In 1956, Kravis published a paper describing the non-availability approach, a theory of internationalization that says that countries import goods that are not available, or prohibitively expensive, at home.

In 1968, the International Comparison Program was created at the University of Pennsylvania by Kravis, Alan W. Heston, Robert Summers, and Zoltan Kenessey to house further research on price comparisons. Kravis, Heston, and Summers continued work on price comparisons, leading to a 1975 paper and then the 1978 paper Real GDP Per Capita for More Than One Hundred Countries that would be the first version of the Penn World Table.

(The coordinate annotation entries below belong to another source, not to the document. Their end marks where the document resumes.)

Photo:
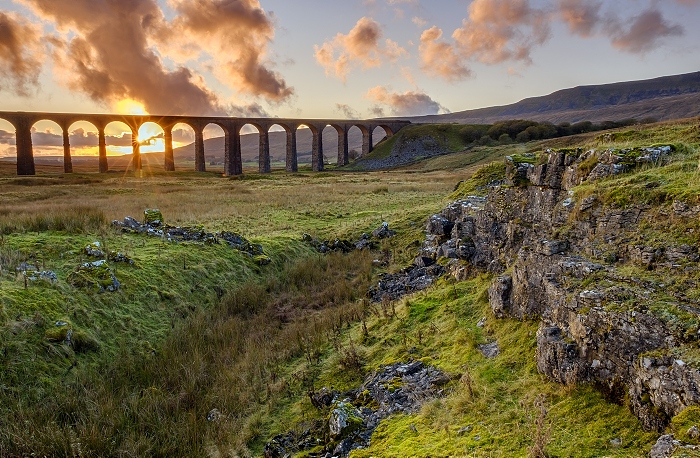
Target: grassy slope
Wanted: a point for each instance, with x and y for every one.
(177, 342)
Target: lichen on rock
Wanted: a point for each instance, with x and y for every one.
(95, 275)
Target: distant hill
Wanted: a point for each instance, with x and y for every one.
(664, 98)
(214, 147)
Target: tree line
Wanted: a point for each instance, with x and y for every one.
(522, 131)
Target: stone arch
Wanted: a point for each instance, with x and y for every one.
(379, 129)
(83, 135)
(151, 139)
(120, 143)
(179, 144)
(253, 136)
(355, 136)
(281, 134)
(50, 139)
(309, 145)
(8, 138)
(366, 138)
(214, 135)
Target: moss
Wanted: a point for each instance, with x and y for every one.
(65, 332)
(478, 183)
(681, 423)
(153, 217)
(94, 275)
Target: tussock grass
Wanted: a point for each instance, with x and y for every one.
(197, 328)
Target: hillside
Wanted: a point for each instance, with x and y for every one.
(214, 147)
(547, 305)
(664, 98)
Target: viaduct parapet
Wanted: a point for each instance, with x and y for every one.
(24, 121)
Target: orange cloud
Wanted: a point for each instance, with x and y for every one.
(115, 50)
(237, 33)
(582, 16)
(440, 59)
(361, 46)
(501, 30)
(411, 103)
(20, 53)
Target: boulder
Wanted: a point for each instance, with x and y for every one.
(153, 217)
(383, 231)
(499, 295)
(94, 275)
(343, 420)
(94, 249)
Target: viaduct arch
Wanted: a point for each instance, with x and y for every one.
(233, 165)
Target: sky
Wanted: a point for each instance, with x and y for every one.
(320, 58)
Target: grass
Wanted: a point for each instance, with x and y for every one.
(195, 328)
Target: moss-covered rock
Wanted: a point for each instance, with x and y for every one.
(96, 275)
(262, 260)
(343, 420)
(66, 333)
(153, 217)
(686, 425)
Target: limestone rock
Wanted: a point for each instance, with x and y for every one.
(383, 231)
(343, 420)
(94, 249)
(664, 447)
(95, 275)
(499, 295)
(153, 217)
(490, 350)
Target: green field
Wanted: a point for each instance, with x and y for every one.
(196, 327)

Kravis collaborated on further versions of the Penn World Table; the next version, started in 1975, and published in 1982, incorporated the Geary–Khamis dollar for international price comparison. This was called "Phase III" of the ICP and the 1982 paper provided a definitive account of the standard procedures of the ICP.

One of Kravis's last NBER publications was a review, with Robert E. Lipsey, of the current status of problems with the International Comparison Program.

=== Awards and honors ===
Kravis received fellowships from the Ford Foundation as well as the John Simon Guggenheim Memorial Foundation (the Guggenheim Fellowship). He was a research associate of the National Bureau of Economic Research and a consultant to OECD. He was posthumously honored as Distinguished Fellow of the American Economic Association.

== Personal life ==
Kravis died on January 3, 1992, after falling ill at the Philadelphia airport on the way to receiving the Distinguished Fellow award of the American Economic Association. He had developed both lymphoma and Parkinson's disease at the time of his death. He was survived by his wife, sister, two sons, two daughters, and six grandchildren.